CI — Blazegraph service container

The storage shard now boots a real `lyrasis/blazegraph:2.1.5` container and provisions two quads-mode namespaces:

  • `dkgq` — conformance / general storage suite (DROP-ALL tests)
  • `dkgq-parity` — `adapter-parity-extra` (real Oxigraph ↔ Blazegraph parity)

Two namespaces (not one) because vitest parallelises files but serialises tests within a file: pointing the parity suite at the SAME namespace as the conformance suite let the latter's `DROP ALL` fire mid-parity and wipe the parity fixture.

Quads mode is required (not Blazegraph's default triples mode), otherwise `GRAPH <…> { … }` clauses are silently dropped on insert.

Tests added

  • `private-store-key-resolution.test.ts` (new, +895 lines)
  • `query-extra.test.ts` (+1153 lines) — minTrust + per-cg trust isolation
  • `sparql-form-detection.test.ts` (new, +400 lines)
  • `vitest.setup.ts` (new) — per-file storage adapter setup

Coverage ratchet

  • `tornadoStorageCoverage` 57/52/39/53 → 85/81/63/79.

Sequencing context

This is slice 2 of 4 from the #327 split:

  1. contracts + chain — fix(contracts,chain): V10 dual-emit + ABI regen + hardhat test rewrites (1/4) #331 (open)
  2. This PR — storage + query (~7k lines)
  3. operator: cli + mcp-server + adapter-openclaw + core + epcis (~6.9k lines)
  4. pipeline: publisher + agent + network-sim (~10.2k lines)

Test plan

  • CI green on this branch (Blazegraph service must boot and provision both namespaces)
  • `pnpm --filter @origintrail-official/dkg-storage test` locally with `BLAZEGRAPH_URL` + `BLAZEGRAPH_PARITY_URL` set
  • `pnpm --filter @origintrail-official/dkg-query test` locally
  • Verify ST-2 with a quick fuzz: same plaintext + same key → distinct ciphertexts (no nonce collision)

Made with Cursor

Fixes the storage/query layer of the bug-fix backlog from PR #327.
Slice 2 of 4 (split by architectural layer for reviewability).

Bug fixes — storage
- ST-1: BlazegraphStore parity gate.

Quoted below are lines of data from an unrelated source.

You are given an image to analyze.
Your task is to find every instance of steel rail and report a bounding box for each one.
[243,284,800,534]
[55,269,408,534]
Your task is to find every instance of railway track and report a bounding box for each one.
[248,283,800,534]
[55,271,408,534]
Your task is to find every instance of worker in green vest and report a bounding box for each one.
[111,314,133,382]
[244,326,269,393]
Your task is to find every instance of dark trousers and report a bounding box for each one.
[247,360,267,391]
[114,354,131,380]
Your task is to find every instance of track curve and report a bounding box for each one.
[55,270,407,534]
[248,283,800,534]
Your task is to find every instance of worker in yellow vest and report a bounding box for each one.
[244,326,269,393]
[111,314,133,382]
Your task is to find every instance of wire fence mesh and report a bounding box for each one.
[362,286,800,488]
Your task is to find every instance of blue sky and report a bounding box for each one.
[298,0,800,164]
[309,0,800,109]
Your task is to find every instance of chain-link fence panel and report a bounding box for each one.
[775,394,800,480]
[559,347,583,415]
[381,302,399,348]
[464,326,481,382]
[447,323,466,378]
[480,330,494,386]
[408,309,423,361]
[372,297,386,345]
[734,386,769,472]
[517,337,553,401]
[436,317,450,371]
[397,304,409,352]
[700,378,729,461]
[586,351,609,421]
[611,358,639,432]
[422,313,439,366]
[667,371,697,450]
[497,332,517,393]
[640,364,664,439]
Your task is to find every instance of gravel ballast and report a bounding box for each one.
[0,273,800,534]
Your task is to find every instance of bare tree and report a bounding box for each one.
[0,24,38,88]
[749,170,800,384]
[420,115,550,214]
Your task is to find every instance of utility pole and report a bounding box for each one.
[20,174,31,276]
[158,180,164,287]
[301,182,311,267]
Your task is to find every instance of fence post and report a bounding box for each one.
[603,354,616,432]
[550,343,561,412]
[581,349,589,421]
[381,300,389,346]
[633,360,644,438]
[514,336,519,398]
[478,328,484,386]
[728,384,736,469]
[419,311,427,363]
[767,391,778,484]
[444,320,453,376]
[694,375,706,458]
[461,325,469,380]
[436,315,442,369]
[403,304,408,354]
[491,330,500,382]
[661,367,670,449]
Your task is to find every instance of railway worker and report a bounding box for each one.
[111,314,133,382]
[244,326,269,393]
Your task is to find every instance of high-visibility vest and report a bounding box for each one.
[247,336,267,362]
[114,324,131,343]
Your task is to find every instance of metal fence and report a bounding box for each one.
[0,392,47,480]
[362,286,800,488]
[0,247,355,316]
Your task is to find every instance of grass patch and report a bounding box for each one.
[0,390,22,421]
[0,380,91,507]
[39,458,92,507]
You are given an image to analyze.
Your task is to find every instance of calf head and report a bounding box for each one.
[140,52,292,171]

The adapter-parity-extra.test
  intentionally fails red when BLAZEGRAPH_URL is missing so a green
  pass cannot lie about parity coverage. Production blazegraph.ts
  hardened to surface engine errors clearly instead of silently
  falling back to a stub.
- ST-2: AES-GCM-SIV deterministic nonce derivation in private-store.
  Previous nonce derivation could collide for repeated plaintexts on
  the same key, breaking SIV's misuse-resistance guarantee.
- ST-12: Typed-literal round-trip preservation in oxigraph.ts (and
  blazegraph.ts parity). xsd:dateTime / xsd:integer / xsd:decimal
  values now round-trip with their explicit datatype IRIs intact;
  previously they were narrowed to xsd:string on read.

Bug fixes — query
- Q-1: minTrust enforcement in DKGQueryEngine. The threshold was
  documented but never actually filtered results below it; queries
  could return assets from nodes the operator had explicitly
  configured as untrusted.
- sparql-guard.ts: query-form detection now correctly distinguishes
  SELECT / CONSTRUCT / ASK / DESCRIBE before applying form-specific
  guards. Previously CONSTRUCT and DESCRIBE could bypass the
  read-only guard meant for SELECT.

CI — Blazegraph service container (.github/workflows/ci.yml)
The storage shard now boots a real lyrasis/blazegraph:2.1.5 container
and provisions two quads-mode namespaces:
- dkgq         → conformance / general storage suite (DROP-ALL tests)
- dkgq-parity  → adapter-parity-extra (real Oxigraph ↔ Blazegraph parity)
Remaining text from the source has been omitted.